Le chat sono ormai considerate come prove documentali nei procedimenti giudiziari.
Questa è l’era dei social e delle chat. Anche i tribunali si adeguano, considerando tali strumenti come prove documentali a tutti gli effetti, specie nelle cause di lavoro.
Il datore di lavoro, per esempio, può utilizzare le conversazioni su Whatsapp come prove per avviare un procedimento disciplinare. Ma anche il lavoratore può ricorrervi per dimostrare l’esistenza di un’attività di tipo subordinato o per comunicare l’assenza per malattia.
In casi simili, generalmente, il diritto alla difesa prevale su quello alla riservatezza. Per effetto del nuovo regolamento sulla privacy, infatti, il trattamento dei dati personali è consentito anche senza il consenso dell’interessato. Di seguito un elenco di decisioni assunte in merito dalla giurisprudenza italiana.
Licenziamento
- Tribunale di Bergamo, sentenza 7 giugno 2018, n. 424 – Licenziato il dipendente che, in una chat di gruppo, fomentava gli altri dipendenti a boicottare l’attività produttiva.
- Tribunale di Vicenza, sentenza 14 dicembre 2017, n. 778 – La chat, nel caso specifico, tra colleghi medici di un pronto soccorso, recapitata al dirigente, da un collega “spione”, è valsa per legittimare la sanzione disciplinare.
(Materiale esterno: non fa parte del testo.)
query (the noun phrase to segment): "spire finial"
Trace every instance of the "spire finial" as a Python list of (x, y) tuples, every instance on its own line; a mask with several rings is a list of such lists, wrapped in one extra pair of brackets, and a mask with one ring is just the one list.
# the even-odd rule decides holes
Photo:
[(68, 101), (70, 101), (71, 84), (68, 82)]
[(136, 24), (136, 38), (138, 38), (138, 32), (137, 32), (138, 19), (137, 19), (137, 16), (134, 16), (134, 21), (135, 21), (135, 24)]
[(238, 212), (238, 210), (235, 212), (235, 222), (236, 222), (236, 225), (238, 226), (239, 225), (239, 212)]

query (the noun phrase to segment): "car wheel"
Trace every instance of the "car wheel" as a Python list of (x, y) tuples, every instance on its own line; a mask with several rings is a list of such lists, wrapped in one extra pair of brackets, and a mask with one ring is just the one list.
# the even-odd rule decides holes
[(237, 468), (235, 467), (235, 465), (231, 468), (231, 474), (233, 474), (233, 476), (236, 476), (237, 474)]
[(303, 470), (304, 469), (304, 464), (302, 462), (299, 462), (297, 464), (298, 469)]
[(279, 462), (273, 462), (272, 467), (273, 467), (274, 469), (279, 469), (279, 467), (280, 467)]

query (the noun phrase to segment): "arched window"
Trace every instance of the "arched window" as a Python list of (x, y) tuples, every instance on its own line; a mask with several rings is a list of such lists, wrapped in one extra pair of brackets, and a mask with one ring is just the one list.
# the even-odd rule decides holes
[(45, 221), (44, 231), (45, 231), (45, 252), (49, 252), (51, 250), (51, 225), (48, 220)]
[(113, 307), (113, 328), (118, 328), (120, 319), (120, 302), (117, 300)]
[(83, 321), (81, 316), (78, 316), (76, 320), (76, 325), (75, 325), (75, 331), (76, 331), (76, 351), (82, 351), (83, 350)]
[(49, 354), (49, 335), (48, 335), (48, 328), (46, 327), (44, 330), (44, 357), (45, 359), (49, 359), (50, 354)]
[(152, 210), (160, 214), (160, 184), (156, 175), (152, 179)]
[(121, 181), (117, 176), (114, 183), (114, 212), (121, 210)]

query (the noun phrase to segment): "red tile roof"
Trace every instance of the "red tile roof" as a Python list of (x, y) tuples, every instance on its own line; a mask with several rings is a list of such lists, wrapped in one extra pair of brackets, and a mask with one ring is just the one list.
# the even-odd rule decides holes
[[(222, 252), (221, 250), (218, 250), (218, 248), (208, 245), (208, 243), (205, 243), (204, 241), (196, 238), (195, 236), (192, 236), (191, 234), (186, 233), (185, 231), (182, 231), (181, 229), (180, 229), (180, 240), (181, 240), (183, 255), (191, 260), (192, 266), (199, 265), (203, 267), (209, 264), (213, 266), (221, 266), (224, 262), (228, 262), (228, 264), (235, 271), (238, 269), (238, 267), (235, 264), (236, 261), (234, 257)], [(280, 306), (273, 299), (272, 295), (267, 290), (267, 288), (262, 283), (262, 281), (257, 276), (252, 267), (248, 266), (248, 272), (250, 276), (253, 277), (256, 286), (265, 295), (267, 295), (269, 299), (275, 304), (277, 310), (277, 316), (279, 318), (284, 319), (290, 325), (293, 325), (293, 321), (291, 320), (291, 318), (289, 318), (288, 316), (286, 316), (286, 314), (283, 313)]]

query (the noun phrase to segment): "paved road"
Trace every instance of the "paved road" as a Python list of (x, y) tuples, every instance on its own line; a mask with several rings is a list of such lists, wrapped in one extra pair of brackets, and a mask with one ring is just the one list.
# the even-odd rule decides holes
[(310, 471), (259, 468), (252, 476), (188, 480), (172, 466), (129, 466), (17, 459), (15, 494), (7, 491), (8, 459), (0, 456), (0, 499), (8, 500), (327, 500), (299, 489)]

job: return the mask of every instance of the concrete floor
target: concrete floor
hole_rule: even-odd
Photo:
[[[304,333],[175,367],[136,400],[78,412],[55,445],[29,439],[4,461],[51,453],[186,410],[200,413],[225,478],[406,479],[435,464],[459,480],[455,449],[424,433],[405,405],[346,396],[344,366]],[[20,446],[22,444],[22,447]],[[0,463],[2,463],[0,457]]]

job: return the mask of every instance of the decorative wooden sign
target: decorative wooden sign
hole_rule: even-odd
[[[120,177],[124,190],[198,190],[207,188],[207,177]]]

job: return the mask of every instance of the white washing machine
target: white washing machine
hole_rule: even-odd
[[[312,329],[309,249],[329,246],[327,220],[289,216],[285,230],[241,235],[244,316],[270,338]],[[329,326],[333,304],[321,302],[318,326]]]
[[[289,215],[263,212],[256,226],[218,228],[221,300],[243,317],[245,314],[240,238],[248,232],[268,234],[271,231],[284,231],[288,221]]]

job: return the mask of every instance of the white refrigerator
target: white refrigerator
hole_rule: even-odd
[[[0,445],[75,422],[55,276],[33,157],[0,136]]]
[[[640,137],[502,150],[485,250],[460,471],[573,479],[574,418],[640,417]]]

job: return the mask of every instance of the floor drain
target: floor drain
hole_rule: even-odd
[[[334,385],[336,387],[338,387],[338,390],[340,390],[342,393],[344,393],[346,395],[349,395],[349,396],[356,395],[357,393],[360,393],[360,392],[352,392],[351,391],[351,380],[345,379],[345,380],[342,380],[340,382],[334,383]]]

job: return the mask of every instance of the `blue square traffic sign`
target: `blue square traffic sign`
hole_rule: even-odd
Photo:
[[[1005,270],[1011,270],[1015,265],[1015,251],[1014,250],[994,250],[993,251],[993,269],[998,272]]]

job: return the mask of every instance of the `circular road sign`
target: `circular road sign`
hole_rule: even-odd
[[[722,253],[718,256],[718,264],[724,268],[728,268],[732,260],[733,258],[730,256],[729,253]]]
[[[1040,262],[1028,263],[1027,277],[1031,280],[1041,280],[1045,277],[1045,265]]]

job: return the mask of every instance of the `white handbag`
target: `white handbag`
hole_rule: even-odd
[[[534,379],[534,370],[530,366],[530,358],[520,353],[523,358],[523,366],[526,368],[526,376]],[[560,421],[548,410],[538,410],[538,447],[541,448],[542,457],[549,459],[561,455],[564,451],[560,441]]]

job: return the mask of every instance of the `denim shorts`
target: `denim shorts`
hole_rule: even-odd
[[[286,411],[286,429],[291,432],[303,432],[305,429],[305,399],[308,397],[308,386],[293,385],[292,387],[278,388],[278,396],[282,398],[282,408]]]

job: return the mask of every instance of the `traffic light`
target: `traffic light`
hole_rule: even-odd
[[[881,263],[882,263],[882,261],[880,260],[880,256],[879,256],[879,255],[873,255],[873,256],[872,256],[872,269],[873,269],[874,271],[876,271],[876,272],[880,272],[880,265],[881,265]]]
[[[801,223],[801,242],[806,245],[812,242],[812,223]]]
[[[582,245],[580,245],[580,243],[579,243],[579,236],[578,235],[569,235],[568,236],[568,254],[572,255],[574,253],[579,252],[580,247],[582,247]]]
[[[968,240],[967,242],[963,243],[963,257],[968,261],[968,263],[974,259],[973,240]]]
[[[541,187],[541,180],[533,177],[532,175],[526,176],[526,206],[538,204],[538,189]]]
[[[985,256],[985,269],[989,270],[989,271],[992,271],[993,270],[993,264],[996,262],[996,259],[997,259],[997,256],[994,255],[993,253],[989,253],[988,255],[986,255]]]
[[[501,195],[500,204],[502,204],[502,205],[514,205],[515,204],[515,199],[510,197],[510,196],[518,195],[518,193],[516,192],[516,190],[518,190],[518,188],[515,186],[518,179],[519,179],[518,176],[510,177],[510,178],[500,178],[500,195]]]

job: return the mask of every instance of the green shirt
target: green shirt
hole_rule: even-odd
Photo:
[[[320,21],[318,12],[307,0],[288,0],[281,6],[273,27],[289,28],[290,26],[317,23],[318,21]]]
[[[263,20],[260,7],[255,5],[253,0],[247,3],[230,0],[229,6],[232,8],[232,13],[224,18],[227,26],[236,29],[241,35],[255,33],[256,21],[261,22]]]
Prova del lavoro subordinato
- Tribunale di Torino, sentenza del 15 gennaio 2018, n. 55 – I messaggi della chat, contenenti foto atte a dimostrare l’esistenza del lavoro subordinato, possono essere prova in tribunale, dell’attività svolta.
Assenza malattia
- Tribunale di Roma, sentenza del 30 settembre 2017, n. 8802 – Il lavoratore può informare il datore di lavoro, tramite chat, dell’assenza per malattia. Il suo invio può essere più efficiente di una raccomandata a/r, perché la doppia spunta può dare informazioni su ora di consegna e lettura.
Orario di lavoro
- Tribunale di Lecce, ordinanza 11 aprile 2017, n. 18452 – Il datore di lavoro può vietare ai dipendenti di “chattare” o di postare sui social network durante l’orario di lavoro, senza sentire le associazioni sindacali. È legittimo pretendere che le energie del lavoratore siano rivolte all’attività lavorativa.